Focus back on the ECB
18 July 2016 by Gary Kirk
Despite the recent shocking events in Nice and Turkey we expect markets to be relatively benign at the beginning of this week, with most attention being focused on the ECB meeting this coming Thursday. Tomorrow we have the ECB bank lending survey and the German ZEW survey (German economic sentiment) followed by German PPI data on Wednesday, all of which are expected to be fairly subdued. We have mentioned in the past that the ECB still has a number of additional strategies it can implement to support market sentiment in the Eurozone, particularly in introducing some flexibility to the current asset purchase programme (APP), and it might just be that the ECB decides to add a little stimulus now as we head into the summer period.

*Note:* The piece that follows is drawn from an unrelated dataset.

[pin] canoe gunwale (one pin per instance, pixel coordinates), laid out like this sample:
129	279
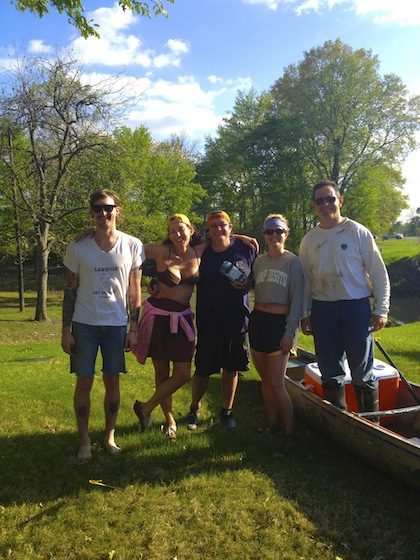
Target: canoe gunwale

The obvious adjustment that they can make would be to relax the restriction on the APP bond purchases which currently have to be at yields above the threshold of the underlying deposit facility rate; meaning the ECB cannot purchase government bonds yielding below the current ECB deposit rate of -40bps. The other slightly more contentious rule they can tinker with, is lifting the capital key as a limiting factor for the asset purchase programme for any given sovereign. Effectively there is ceiling on the amount of bonds the ECB can purchase related to the size of a sovereign’s capital key i.e. the amount of capital that each member state allocates to the ECB balance sheet, which is determined by the size (population and GDP) of the member state in relation to the whole of the EU.
Even though Eurozone government yields have risen since the UK referendum, the ECB has seen vast swathes of its ‘target bond universe’ disappear as rates have turned negative. The ECB has to venture out to 7 year maturities in the German Bund market before they can find a bond at a yield wider than -40bps and they have to go out to 5 years in the French OAT or Dutch sectors.
A combination of adjusting the capital key and deposit rate floor will give the ECB some flexibility and reinvigorate the APP which some analysts claim will run out of bonds and market effect by late 2016. If the ECB does decide to deviate from its current guidelines it should add further support to the market over the near-term and a welcome summer boost. We await the decision this Thursday.